Chapitre 11

Le brouillard traînait sur l'estuaire si dense ce jour-là que les cris aigus des oiseaux de mer s'y étouffaient, voguant à travers les écharpes fumeuses de la brume comme les appels inquiets d'âmes en peine.

Sur le chemin du retour, vers Houssnok, Joffrey de Peyrac allait se séparer de Saint-Castine, lorsqu'ils aperçurent un navire remontant le Kennebec avec des allures de fantôme. Poussé mollement par un vent alourdi, le vaisseau passa près d'eux avec un froissement de soie. C'était un petit navire de commerce ou de course de cent vingt à cent cinquante tonneaux et son plus haut mât, où flottait une flamme orangée, dépassait à peine la cime aiguë des grands chênes centenaires qui bordaient la rive. Il passa et disparut comme un rêve, mais un peu plus tard, derrière le brouillard, ils entendirent le bruit de la chaîne d'ancre qui se déroulait. Le navire mettait en panne. Et quelqu'un vint à eux par le sentier mal tracé du bord de l'eau. Un marinier, en son maillot rayé de rouge et de blanc, la ceinture garnie de coutelas.

– L'un de vous n'est-il pas le seigneur de Peyrac ?

– C'est moi-même.

L'autre rejeta en arrière son bonnet de laine dans un geste de salut bref.

– Un message à vous porter de la part d'un vaisseau que nous avons croisé dans la baie au large de l'île Seguin avant de nous engager dans le courant de Dresden.

« Au cas où on vous rencontrerait, qu'ils ont dit, c'était le yacht Le Rochelais. Mme de Peyrac était à bord et vous fait dire qu'elle joint Votre Seigneurie à Gouldsboro.

– Oh ! Fort bien ! s'exclama Peyrac, très soulagé. Quand avez-vous fait cette rencontre ?

– Hier, un peu avant le coucher du soleil.

On était mercredi. Ainsi donc, se dit-il, Angélique avait mené à bien son équipée un peu inconsidérée au village de Brunschwick-Falls. Le Rochelais, qui croisait par là, avait pu l'embarquer comme convenu. Sans doute des raisons particulières de cargaison ou de vents avaient obligé Corentin Le Gall, le capitaine, à repartir.

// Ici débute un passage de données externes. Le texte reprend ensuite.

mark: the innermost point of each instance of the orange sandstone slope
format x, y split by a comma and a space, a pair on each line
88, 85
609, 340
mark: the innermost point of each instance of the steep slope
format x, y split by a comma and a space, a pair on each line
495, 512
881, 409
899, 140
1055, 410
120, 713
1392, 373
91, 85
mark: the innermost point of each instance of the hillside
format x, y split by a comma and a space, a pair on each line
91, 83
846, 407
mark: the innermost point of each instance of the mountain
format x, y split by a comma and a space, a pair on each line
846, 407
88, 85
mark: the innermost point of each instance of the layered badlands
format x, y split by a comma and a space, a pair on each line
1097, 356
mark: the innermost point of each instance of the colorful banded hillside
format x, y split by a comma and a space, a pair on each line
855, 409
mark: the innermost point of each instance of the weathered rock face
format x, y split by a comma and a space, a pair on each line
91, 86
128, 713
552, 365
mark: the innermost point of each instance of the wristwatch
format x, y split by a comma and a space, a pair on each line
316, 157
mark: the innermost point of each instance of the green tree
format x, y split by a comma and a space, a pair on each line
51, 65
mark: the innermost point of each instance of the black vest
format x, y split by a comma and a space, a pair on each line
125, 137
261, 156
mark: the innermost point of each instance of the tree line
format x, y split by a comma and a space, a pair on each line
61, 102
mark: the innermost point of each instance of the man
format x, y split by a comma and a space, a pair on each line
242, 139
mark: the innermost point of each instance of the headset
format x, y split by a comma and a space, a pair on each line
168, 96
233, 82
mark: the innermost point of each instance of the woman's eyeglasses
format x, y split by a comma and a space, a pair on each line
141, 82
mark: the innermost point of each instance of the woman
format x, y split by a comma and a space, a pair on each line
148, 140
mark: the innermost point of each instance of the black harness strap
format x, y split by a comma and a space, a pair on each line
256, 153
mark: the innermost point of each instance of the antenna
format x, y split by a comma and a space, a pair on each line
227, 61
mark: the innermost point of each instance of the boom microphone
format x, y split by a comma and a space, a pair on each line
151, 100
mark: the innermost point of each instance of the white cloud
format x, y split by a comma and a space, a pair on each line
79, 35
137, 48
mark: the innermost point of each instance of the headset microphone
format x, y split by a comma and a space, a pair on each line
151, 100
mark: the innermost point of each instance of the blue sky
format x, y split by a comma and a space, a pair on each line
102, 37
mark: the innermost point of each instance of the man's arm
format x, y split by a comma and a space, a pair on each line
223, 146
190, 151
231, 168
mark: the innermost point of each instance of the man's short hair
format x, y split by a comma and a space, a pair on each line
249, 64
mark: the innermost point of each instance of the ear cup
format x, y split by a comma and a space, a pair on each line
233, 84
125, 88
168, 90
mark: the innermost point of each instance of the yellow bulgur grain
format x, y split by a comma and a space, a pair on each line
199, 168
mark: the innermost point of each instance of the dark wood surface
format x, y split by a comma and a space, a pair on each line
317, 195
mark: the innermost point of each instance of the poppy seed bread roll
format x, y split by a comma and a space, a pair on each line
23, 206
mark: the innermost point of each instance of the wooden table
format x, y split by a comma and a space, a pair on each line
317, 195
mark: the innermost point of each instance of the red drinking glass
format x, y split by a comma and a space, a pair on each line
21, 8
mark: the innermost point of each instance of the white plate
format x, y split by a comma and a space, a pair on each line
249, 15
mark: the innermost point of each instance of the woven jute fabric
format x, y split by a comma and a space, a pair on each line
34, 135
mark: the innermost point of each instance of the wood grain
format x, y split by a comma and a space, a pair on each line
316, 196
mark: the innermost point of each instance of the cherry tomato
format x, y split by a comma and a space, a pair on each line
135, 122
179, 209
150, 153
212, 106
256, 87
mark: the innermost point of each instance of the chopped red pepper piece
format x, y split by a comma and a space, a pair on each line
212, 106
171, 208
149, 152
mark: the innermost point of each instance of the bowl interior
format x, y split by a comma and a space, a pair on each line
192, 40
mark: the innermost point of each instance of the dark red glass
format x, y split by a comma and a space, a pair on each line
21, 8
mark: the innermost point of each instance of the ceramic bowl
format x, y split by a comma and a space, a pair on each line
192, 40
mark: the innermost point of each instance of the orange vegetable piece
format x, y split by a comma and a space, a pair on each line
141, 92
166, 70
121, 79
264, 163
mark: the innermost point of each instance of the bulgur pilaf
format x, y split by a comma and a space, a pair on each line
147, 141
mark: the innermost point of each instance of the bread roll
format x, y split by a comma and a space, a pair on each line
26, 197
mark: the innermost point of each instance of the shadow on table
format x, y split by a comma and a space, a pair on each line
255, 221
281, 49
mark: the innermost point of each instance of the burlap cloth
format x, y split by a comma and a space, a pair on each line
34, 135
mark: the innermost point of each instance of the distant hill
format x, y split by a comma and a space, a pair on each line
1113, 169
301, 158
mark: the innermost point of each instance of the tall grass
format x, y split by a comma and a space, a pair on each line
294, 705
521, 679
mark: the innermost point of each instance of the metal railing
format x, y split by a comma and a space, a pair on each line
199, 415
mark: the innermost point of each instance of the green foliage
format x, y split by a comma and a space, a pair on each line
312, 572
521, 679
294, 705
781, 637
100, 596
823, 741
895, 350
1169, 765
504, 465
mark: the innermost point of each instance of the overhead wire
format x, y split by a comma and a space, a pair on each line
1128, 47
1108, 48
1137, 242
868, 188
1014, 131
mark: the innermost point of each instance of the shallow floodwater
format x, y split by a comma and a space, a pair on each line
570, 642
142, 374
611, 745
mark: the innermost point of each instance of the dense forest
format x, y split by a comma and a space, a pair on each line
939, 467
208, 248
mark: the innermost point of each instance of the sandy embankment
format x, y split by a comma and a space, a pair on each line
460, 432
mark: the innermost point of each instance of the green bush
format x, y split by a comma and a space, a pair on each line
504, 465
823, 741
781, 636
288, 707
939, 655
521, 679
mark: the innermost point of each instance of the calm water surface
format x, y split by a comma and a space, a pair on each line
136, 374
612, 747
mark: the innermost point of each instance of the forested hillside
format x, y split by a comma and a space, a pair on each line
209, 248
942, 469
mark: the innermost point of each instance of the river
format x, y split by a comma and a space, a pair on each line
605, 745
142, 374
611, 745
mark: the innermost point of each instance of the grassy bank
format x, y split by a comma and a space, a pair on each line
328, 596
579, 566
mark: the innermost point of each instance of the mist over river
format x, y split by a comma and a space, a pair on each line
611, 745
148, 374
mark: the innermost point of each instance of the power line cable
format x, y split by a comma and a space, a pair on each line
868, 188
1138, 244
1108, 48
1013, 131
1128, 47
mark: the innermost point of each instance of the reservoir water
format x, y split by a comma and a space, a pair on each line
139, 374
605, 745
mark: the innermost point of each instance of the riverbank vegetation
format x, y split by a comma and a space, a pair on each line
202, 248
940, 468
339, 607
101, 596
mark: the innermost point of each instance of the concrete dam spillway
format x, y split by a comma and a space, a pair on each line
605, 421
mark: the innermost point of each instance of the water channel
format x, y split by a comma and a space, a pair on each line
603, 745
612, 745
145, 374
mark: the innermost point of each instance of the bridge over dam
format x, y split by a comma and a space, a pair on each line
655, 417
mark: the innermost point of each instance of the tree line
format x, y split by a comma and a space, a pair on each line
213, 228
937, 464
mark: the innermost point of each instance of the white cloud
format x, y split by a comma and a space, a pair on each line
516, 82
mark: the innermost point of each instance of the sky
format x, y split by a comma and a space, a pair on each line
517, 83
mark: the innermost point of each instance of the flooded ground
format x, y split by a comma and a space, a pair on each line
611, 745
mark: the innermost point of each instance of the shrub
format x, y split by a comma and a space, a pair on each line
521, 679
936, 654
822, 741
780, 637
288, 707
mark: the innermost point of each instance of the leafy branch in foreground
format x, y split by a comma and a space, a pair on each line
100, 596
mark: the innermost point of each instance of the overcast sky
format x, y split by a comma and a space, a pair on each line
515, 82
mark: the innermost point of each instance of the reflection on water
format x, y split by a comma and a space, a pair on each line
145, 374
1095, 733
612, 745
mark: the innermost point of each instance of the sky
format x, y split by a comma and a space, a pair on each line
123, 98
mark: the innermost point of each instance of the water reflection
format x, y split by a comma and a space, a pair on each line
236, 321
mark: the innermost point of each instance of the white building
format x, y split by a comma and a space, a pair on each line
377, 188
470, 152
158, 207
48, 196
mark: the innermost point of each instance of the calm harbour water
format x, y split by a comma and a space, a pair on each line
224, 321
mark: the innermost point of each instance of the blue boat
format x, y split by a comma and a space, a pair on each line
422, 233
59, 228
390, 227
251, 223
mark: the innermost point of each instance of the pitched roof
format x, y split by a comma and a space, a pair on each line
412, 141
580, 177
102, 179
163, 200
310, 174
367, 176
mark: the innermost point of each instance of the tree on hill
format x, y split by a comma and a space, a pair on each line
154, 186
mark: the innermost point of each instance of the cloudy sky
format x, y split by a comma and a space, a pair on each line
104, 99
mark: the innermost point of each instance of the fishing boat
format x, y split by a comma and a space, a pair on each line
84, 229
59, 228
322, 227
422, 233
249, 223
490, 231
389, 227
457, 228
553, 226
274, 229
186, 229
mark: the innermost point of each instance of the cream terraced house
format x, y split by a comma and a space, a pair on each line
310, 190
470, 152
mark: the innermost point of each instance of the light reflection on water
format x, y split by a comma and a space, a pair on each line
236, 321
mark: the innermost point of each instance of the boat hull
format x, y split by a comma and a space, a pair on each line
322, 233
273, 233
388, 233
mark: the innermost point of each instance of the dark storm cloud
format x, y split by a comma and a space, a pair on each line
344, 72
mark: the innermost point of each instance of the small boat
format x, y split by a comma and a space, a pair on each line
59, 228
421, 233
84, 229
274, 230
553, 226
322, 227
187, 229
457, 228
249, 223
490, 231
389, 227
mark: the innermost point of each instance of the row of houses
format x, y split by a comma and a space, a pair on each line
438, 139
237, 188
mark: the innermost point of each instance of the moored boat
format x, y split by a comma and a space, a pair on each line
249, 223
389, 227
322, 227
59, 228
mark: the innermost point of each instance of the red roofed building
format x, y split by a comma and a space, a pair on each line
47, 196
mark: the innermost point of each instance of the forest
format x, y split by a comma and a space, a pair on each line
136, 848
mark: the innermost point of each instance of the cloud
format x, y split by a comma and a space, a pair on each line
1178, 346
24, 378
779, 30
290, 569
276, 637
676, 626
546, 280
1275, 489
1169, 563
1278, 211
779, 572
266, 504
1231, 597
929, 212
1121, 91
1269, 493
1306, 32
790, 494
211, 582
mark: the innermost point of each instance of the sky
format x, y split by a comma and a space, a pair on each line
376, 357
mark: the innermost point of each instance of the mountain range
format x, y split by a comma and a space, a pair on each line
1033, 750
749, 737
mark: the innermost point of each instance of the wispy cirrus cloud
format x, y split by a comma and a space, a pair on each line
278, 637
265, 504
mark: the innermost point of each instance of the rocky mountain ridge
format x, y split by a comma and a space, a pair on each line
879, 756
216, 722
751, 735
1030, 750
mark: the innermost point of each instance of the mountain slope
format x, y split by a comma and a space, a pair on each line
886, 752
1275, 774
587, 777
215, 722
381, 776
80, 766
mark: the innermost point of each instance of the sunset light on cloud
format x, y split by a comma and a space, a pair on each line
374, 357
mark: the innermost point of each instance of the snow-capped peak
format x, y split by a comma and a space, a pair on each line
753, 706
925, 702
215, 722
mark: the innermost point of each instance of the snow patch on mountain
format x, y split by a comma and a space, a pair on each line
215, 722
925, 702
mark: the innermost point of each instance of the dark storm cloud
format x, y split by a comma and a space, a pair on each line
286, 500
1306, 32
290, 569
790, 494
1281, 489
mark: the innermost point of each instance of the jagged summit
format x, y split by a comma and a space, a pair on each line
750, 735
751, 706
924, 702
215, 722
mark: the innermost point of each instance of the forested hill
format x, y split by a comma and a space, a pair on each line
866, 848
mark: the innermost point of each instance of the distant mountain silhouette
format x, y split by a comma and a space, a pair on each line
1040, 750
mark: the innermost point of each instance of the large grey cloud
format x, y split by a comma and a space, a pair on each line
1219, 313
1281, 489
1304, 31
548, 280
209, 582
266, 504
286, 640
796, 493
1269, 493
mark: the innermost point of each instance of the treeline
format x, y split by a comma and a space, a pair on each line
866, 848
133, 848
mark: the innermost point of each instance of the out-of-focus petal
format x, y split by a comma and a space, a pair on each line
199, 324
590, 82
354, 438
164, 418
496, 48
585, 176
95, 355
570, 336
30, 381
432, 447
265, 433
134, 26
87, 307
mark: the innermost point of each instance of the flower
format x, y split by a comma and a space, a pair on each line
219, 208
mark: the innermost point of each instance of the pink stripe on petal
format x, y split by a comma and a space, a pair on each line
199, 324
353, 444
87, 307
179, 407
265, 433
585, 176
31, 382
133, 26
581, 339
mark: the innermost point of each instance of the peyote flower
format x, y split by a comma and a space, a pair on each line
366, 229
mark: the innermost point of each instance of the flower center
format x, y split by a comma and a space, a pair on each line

Rassuré sur le sort de sa femme et de son fils, le comte ne se préoccupait pas d'un retard possible pour lui. Il trouverait d'autres moyens de joindre lui-même rapidement son fief de Gouldsboro. Pas un instant il ne soupçonna que l'homme rencontré lui mentait, car ces tromperies-là sont rares dans le monde de la mer.

– Revenez avec moi sur Pentagoët, lui proposa le baron de Saint-Castine. Sans doute le chemin de terre est encore boueux et encombré de branches cassées par le dégel. Mais nous irons encore plus rapidement que par mer, s'il vous faut attendre un bon navire ou vous contenter de vos barques restées à Houssnok, qui feront leur chemin en prenant leur temps.

– L'idée est bonne, convint Peyrac... Holà ! l'homme !

Il rappelait le marin, dont la silhouette s'éloignait dans le brouillard.

– Voici pour vous, lui dit Peyrac en lui mettant dans la main une poignée de perles. Le matelot sursauta et le regarda, bouche bée.

– Des perles roses, des perles de « lambi ». Celles des Caraïbes...

– Oui... Vous en ferez toujours quelque chose, je gage. Il n'est pas donné à tous d'en posséder.

L'homme paraissait décontenancé par la splendeur du cadeau.

– Merci, monseigneur, balbutia-t-il enfin.

Il fit plusieurs courbettes précipitées et, regardant Peyrac, une lueur d'effroi naquit dans son regard.

Il les quitta comme s'il s'enfuyait.

Joffrey de Peyrac saurait plus tard que l'homme avait menti.